Javier Gutiérrez está a punto de subirse a los escenarios gallegos de la mano de Cristina Castaño. Volverá con una comedia de Sergio Peris-Mencheta, género al que tenía acostumbrado al público hasta que La isla mínima y El autor, dos dramas, le han dado los mayores reconocimientos a su trabajo.

-Dice que encarnar al obsesivo Álvaro en El autor ha marcado un antes y un después en su vida.

-Así es. Por un lado, porque trabajar con Manuel Martín Cuenca, que es el mejor dirigiendo actores por el aprecio que le tiene a la actuación y su forma artesanal de trabajar, ya te obliga a coger el papel de una manera distinta. Y por otro lado, porque me he tenido que desnudar emocionalmente como nunca lo había hecho. A los espectadores les llama la atención el desnudo integral, sobre todo por ser el de un hombre, algo mucho menos habitual. Pero a mí lo que me ha cambiado es que para este papel he tenido que tocar determinadas teclas que son difíciles de afrontar, pero bueno, que creo que es eso lo que nos hace mejor actores.

-¿Qué piensa del tono de la gala y las constantes alusiones a la situación de desigualdad que viven las mujeres en el cine?

-La reivindicación está bien si no es flor de un día. Lo primero que deberían hacer los políticos es tomar nota de lo que pasó en la gala de los Goya, y dejar de hacer declaraciones tibias. Pero el ruido mediático de anoche [por el sábado] de nada sirve si no se trabaja desde la base y si no deja de haber mujeres asesinadas a manos de sus parejas. El discurso de la clase política no puede ser tan vacuo. Tenemos que remar todos a favor de obra por la igualdad.

Tanta reivindicación cansó a buena parte de la audiencia

No se escuchaba en la alfombra roja a actores alabando el trabajo de sus compañeros de película.
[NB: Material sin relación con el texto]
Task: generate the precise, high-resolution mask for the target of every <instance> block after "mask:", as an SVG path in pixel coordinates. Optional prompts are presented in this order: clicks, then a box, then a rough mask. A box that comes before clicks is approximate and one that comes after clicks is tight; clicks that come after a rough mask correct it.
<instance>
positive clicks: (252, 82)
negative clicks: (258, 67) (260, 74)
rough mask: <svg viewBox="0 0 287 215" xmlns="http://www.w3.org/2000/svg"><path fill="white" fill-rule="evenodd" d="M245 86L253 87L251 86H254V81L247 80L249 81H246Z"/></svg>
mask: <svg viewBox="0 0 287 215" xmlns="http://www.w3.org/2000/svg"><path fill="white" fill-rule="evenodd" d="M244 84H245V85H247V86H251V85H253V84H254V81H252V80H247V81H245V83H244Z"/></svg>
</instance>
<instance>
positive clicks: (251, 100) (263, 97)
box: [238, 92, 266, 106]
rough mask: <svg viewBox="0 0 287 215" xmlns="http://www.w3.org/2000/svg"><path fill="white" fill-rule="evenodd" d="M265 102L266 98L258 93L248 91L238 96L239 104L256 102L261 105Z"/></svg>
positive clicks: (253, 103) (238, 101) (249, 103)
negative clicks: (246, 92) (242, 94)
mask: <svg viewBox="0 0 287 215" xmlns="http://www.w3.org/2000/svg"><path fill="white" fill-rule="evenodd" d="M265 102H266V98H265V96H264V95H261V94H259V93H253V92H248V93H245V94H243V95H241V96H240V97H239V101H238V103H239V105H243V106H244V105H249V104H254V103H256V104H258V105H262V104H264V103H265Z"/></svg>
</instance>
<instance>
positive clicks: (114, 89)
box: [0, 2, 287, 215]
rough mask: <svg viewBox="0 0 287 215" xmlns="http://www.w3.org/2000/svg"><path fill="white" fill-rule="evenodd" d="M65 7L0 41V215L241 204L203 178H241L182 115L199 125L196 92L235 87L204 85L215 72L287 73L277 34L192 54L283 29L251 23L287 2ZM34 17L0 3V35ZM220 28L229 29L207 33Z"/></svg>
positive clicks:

Tampoco repitiendo el sempiterno lamento de lo muchísimo que castiga el IVA cultural al cine español. Ayer los periodistas tenían otras preguntas en cartera y los actores, desde luego, guardaban otras respuestas. Con la resaca de la muy reivindicativa gala de los Globos de Oro aún coleando en las redes sociales, las estrellas del cine español sabían que la del sábado era una noche para echar toda la carne en el asador. Aunque a alguno le saltaron las brasas a los ojos.

La brecha salarial, la duda sobre si existen los Harvey Weinstein españoles o la falta de mujeres en puestos técnicos en el cine se apoderó hasta límites insospechados de la velada. La mayoría (tanto ellos como ellas), encantados de conocerse feministas. Aunque a la hora de hablar de salarios pocos varones reconocieron abiertamente que cobraban más que sus compañeras de reparto. La tónica habitual era el recurrente: «Entre nosotros no hablamos de dinero». Bueno.

Ánimos caldeados en la alfombra roja y miradas de reojo al compañero de al lado a ver qué contestaba ante las incómodas preguntas. Una vez se sentaron en el patio de butacas el brete se convirtió en una sucesión de sketches que fue perdiendo fuelle a pasos agigantados. Hombres haciendo chistes sobre la escasa parcela que tienen las mujeres en el cine. Al principio cuajó bien la idea, con el humor costumbrista de Joaquín Reyes y Ernesto Sevilla, los maestros de ceremonias. Pero cuando, pasada la madrugada, Santiago Segura salió a entregar el Goya a mejor actor de reparto y dijo «lo mismo que actriz de reparto pero cobrando más» el público ya ni se inmutaba.